Following the demise of EC in the wake of the 1954 U.S. Senate hearings on juvenile delinquency and a wave of anti-comics sentiment, Reed freelanced for Atlas Comics, the 1950s iteration of Marvel Comics, as well as for the Gilberton Company's Classics Illustrated. Crandall's work for Classics Illustrated consisted of joint projects with EC veteran George Evans on four titles: No. 18, The Hunchback of Notre Dame (Fall 1960); No. 23, Oliver Twist (Fall 1961); No. 68, Julius Caesar (1962); No. 168, In Freedom's Cause (completed 1962; published UK 1963; published US 1969).

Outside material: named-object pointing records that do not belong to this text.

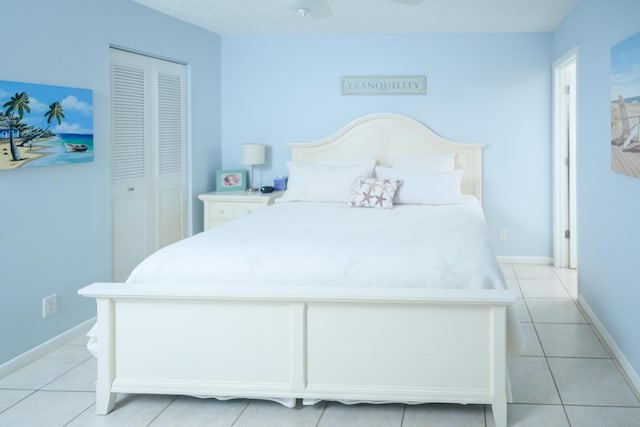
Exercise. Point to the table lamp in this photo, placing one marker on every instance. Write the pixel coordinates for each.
(253, 154)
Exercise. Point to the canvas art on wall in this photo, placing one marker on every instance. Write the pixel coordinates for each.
(44, 125)
(625, 106)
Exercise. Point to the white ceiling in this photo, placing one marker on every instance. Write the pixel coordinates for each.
(235, 17)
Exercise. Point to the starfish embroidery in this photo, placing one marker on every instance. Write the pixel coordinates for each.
(366, 196)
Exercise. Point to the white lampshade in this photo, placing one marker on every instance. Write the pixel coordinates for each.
(253, 154)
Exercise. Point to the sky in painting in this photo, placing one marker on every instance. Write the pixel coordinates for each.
(77, 105)
(625, 68)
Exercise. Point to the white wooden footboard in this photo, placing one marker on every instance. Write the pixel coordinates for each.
(389, 345)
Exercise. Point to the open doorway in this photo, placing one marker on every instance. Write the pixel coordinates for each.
(564, 141)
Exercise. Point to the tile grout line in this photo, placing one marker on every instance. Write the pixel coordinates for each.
(546, 360)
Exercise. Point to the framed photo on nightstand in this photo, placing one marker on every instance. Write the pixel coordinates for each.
(231, 180)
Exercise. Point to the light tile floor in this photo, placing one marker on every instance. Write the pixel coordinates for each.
(566, 377)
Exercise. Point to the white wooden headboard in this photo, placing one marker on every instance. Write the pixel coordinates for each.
(376, 135)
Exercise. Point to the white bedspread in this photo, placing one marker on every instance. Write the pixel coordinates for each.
(329, 244)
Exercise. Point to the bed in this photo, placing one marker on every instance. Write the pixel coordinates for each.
(276, 325)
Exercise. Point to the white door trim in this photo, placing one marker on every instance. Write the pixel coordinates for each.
(564, 160)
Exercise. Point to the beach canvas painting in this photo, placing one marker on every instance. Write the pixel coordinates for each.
(625, 107)
(43, 125)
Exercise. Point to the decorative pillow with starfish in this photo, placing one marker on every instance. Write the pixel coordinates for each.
(374, 193)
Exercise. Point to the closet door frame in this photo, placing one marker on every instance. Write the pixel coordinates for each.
(149, 173)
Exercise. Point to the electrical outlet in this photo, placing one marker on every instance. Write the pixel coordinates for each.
(49, 305)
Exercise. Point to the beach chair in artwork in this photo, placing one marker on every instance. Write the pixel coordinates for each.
(630, 126)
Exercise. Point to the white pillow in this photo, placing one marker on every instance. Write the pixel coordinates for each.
(317, 182)
(426, 188)
(374, 193)
(431, 163)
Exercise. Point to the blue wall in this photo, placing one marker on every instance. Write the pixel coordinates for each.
(488, 88)
(608, 202)
(55, 233)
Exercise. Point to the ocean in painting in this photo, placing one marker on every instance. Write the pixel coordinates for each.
(58, 150)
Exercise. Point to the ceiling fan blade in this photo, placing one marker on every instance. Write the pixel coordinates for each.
(321, 10)
(408, 2)
(315, 9)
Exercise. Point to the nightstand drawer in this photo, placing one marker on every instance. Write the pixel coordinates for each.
(226, 206)
(243, 209)
(222, 210)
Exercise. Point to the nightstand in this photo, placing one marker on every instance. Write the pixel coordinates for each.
(227, 206)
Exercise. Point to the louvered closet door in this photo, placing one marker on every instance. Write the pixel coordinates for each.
(148, 157)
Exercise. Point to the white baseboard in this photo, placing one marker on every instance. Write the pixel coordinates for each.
(44, 348)
(525, 260)
(624, 364)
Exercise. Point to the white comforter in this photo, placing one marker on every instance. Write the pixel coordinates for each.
(329, 244)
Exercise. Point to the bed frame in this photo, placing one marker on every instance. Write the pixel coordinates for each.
(380, 345)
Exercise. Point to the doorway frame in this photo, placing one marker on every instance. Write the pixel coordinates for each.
(564, 160)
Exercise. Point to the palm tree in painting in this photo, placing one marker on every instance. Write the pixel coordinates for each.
(18, 103)
(55, 112)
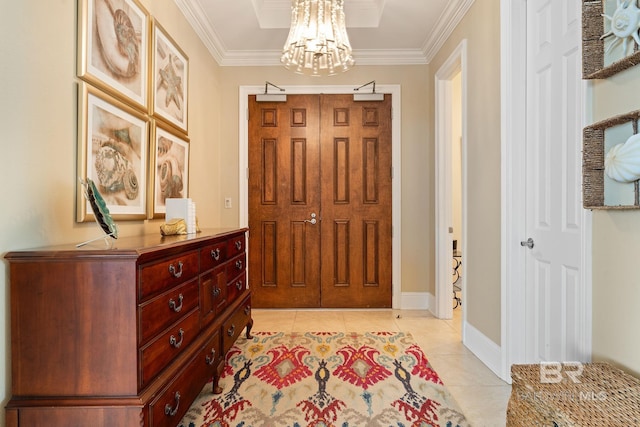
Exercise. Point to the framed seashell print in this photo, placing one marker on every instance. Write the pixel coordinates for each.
(170, 81)
(611, 163)
(113, 48)
(169, 166)
(610, 38)
(113, 147)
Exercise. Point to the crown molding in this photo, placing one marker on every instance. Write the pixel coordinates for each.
(194, 14)
(448, 21)
(450, 18)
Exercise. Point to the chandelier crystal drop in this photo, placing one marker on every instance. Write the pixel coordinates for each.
(318, 44)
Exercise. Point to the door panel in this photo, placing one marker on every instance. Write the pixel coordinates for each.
(554, 290)
(356, 202)
(328, 156)
(284, 266)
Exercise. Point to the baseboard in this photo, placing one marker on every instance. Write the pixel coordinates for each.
(485, 349)
(417, 301)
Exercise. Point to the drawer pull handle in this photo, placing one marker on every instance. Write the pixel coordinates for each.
(172, 270)
(211, 359)
(174, 341)
(173, 306)
(168, 410)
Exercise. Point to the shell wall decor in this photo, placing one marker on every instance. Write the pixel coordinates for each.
(610, 37)
(611, 163)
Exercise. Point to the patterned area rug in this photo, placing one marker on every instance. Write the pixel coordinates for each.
(326, 379)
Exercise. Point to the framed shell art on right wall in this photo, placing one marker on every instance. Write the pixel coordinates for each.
(610, 37)
(611, 163)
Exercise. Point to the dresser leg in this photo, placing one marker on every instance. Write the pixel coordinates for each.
(216, 377)
(249, 326)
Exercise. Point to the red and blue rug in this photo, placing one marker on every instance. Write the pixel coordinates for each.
(326, 379)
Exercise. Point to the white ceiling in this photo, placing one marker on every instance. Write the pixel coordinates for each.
(381, 32)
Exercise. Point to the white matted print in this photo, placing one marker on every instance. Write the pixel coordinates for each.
(171, 168)
(113, 152)
(113, 48)
(170, 79)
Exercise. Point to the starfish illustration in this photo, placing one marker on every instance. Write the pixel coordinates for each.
(173, 84)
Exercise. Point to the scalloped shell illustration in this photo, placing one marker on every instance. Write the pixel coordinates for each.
(622, 162)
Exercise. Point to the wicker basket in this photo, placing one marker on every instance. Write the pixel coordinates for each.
(604, 396)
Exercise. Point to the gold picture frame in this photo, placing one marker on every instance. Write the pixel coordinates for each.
(113, 48)
(169, 176)
(113, 147)
(170, 81)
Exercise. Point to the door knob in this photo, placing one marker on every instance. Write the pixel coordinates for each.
(312, 220)
(528, 243)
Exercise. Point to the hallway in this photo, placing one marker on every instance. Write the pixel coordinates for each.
(480, 393)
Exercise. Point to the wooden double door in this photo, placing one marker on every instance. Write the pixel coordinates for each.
(320, 229)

In 1960, he went under contract with the publisher of Treasure Chest, a comic book distributed exclusively through parochial schools. Crandall illustrated many covers and countless stories for Treasure Chest through 1972. In 1964, he illustrated books by Edgar Rice Burroughs for Canaveral Press. The following year, he began contributing to Warren Publishing's black-and-white war-comics magazine Blazing Combat, and soon went on to contribute to the company's line of black-and-white horror publications, including Creepy and Eerie. In the mid-to-late 1960s, he illustrated superhero-espionage stories for Tower Comics, and space opera science fiction in King Features Syndicate's King Comics comic-book version of the syndicate's long-running hero Flash Gordon.

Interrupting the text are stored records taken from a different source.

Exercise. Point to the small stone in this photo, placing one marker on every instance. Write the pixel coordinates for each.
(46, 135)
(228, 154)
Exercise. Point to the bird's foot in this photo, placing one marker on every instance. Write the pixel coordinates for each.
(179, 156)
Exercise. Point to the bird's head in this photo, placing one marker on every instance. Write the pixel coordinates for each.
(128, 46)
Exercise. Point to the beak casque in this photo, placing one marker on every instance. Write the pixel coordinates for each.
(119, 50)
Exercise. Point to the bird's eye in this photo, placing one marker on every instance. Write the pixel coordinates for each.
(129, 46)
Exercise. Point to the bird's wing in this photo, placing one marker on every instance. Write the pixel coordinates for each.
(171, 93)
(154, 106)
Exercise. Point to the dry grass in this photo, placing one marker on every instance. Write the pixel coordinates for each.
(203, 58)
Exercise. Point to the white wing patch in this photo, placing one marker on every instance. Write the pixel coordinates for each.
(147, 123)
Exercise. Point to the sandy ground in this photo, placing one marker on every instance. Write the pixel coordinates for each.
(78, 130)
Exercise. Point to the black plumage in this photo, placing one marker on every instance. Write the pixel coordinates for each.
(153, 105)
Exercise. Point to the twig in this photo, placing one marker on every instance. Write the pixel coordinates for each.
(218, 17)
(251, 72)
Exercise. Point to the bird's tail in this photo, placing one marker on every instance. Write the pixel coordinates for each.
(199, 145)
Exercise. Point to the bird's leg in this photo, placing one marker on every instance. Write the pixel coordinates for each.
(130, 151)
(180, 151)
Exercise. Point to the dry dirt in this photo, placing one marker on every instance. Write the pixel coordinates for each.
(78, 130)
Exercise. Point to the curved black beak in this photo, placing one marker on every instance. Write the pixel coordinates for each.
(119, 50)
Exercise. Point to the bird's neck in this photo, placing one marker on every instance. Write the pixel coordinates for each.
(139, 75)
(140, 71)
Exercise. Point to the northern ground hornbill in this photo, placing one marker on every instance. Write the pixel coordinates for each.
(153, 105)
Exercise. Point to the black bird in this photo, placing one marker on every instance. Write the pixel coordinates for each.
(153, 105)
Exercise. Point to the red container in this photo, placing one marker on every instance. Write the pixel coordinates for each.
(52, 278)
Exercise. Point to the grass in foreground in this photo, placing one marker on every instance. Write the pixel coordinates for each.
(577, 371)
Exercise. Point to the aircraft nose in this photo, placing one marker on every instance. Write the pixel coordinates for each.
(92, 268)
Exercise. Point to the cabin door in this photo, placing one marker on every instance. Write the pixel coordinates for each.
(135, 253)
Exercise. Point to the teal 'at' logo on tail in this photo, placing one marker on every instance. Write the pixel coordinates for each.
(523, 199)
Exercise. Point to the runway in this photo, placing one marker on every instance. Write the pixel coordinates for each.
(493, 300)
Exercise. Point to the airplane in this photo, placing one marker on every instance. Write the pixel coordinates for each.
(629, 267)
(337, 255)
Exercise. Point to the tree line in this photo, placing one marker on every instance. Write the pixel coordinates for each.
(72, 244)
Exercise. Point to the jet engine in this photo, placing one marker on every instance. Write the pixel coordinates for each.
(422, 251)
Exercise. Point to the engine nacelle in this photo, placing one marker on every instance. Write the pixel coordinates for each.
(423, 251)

In June 1970, Crandall and Buster Crabbe were guests at the Multicon-70 convention in Oklahoma City.

===Final years===
Crandall, who had left New York City in the 1960s in order to care for his ailing mother in Wichita, Kansas, had developed alcoholism. Recovering by the time of his mother's death, he nonetheless suffered debilitated health and left art in 1974 to work as a night watchman and janitor for the Pizza Hut general headquarters in Wichita. After suffering a stroke that year, he spent his remaining life in a nursing home and died in 1982 of a heart attack. One of his last published stories, "This Graveyard Is Not Deserted", appeared in Creepy #54 (July 1973). Creepy #58 contained "Soul and Shadow", possibly his last published comic book work.

==Family==
Crandall married artist Martha Hamilton, and they had two children. Their daughter, artist Cathy Crandall, had three children. Their son, Navy veteran Reed L. "Spike" Crandall (Sept. 8, 1945-July 2, 2005), an artist who owned and operated Crandall's Creations (Clarkesville, Georgia), had a daughter, Samantha Pledger, and three grandchildren.

==Awards and tributes==
Crandall was inducted into the Will Eisner Comic Book Hall of Fame in 2009.

He is referenced in Michael Chabon's Pulitzer Prize-winning novel The Amazing Adventures of Kavalier and Clay. The fictional character Joe Kavalier refers to Crandall as the "top" comic-book artist of his era. In 2023, Crandall was posthumously awarded the Inkwell Awards SASRA (Stacey Aragon Special Recognition Award).